At just 24 years old, Bella Thorne is hoping to dominate the marijuana industry.
The Disney star turned entrepreneur is unapologetic about her love of weed and its health benefits in her latest interview with Cannabis Now magazine, where she goes into detail about how smoking pot from an early age changed her life for the better, and why she decided to start her own marijuana company.
“My body was kind of rejecting me at this time in my life,” Thorne said of dealing with anxiety in her teenage years. “And with anxiety not being really talked about … you know, that wasn’t something we ever talked about in my family. So, having none of these answers and feeling completely hopeless, weed helped me so much with that. It completely changed my life. I was coming to this point where doctors were putting me on pills, and I was so young.”
The actress explained that she was prescribed Adderall to offset her anxiety, which “obviously didn’t help,” she said.
That’s when her older brother suggested she try dabbing cannabis concentrates — which refers to the process of inhaling vapors from a concentrated form of marijuana made by an extraction method that uses butane gas.
“‘Oh, this is going to help her really sleep,’” Thorne said, recounting what her brother said at the time. “It was hardcore! At the time I was like, ‘I’m never smoking weed again after this.’”
These days, the actress says pot benefits her life tremendously, and that while she at first had some minor pushback from her parents when she began to smoke regularly in her late teens, they’ve since come around since. (Pushback could be warranted, based on the age of the smoker, as studies have found that smoking marijuana in adolescence can dramatically alter brain maturation, possibly raise the risk of developing a psychiatric disorder and sometimes actually increase feelings of anxiety.)

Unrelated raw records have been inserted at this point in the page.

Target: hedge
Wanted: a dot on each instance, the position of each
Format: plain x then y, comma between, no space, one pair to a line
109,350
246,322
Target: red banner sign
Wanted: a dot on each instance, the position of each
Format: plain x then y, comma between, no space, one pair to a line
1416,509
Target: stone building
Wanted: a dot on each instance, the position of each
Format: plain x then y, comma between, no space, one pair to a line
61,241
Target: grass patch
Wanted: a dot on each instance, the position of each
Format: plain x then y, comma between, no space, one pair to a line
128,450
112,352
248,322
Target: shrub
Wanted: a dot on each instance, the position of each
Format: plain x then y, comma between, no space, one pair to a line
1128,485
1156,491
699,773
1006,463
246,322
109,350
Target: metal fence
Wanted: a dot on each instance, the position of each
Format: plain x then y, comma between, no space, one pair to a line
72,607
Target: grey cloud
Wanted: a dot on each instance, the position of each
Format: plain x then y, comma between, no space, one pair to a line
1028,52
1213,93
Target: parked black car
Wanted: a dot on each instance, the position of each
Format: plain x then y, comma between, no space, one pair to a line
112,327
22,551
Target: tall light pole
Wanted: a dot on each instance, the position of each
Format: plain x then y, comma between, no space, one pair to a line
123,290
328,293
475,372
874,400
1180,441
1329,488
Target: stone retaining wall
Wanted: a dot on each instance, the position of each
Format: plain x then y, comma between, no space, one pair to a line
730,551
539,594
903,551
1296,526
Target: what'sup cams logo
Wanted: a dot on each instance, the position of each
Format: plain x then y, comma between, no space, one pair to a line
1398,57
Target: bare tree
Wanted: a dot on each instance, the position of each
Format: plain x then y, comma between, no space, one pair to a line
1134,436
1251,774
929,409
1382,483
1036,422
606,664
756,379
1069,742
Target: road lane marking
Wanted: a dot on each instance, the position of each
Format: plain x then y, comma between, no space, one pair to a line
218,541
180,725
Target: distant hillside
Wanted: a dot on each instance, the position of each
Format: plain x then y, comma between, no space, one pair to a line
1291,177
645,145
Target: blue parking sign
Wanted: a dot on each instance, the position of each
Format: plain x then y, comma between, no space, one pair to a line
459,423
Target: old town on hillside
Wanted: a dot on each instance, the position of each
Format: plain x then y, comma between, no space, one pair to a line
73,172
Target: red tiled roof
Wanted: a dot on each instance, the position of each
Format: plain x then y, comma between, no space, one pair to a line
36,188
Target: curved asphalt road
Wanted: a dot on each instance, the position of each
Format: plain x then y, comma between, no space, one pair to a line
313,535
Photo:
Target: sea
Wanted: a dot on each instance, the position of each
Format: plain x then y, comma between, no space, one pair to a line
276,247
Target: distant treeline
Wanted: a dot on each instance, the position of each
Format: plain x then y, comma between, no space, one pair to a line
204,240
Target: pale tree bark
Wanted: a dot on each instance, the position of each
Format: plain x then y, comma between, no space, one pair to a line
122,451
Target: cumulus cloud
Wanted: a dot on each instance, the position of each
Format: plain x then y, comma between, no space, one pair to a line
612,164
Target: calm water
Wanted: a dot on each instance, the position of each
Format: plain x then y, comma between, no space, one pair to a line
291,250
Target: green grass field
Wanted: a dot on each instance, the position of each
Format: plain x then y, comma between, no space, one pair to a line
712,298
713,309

“She has really seen how much weed helps my anxiety,” Thorne said of her mom. “[She] has seen me where the symptoms really start to come on, I get upset and my breath gets really tight. She sees me smoking weed, sees what a capable human I am, and she gets it.”
Thorne went a step further in 2019, starting her own weed company, Forbidden Flowers, through which she works with other California-based growers in an attempt to rebrand marijuana from an illicit drug to a source of self-empowerment.
“I was smoking weed when that was taboo,” she said. “I started a weed company when that was taboo; so, you know, people in the public are like, ‘Oh my god, this girl must be out here being crazy. She must be partying every night and…’ I don’t even know what they think! There are just a lot of crazy assumptions about me out there.”
Now, she explained, “People are like, ‘Oh, [Forbidden Flowers] is an actual business.’”
“Whatever they think a stoner is like, it’s not the best person in their opinion,” she added. “They don’t think highly of it. But now they do. Now people say, ‘OK, she’s really a businesswoman. And this thing that I used to think was a dirty thing has built her a piece of her going-to-be empire.’ So, I think that really resonates. Cannabis becomes more acceptable. Some people may still frown on it, but if they realize it’s just a job, then it becomes OK.”
Thorne has been quite open about her struggle with anxiety, and has held her own in the face of critics such as Bill Maher, who in March tried to question her lived experience.
On Maher’s new podcast series Club Random, the duo discussed Forbidden Flowers, during which she shared that her inspiration behind creating the line came from how cannabis use helped her with her severe stomach issues and “crippling anxiety.”
“I find this to be a disingenuous argument because your generation doesn’t know what’s going on in the world,” he said. “So how can you be that f***ing concerned about what’s going on in the world? I know what’s going on in the world, I should have the anxiety. I follow it. You kids don’t follow it. You don’t know what the f*** is going on in the world. What are you upset about?”
Thorne eloquently pushed back, explaining to Maher that individual trauma is unique to each person.
“Everyone really has their trauma. What’s happening in Ukraine is unspeakable — that is something else,” the former Disney Channel star said. “But as far as trauma for every human being, I lost my dad when I was 8. I was molested growing up.”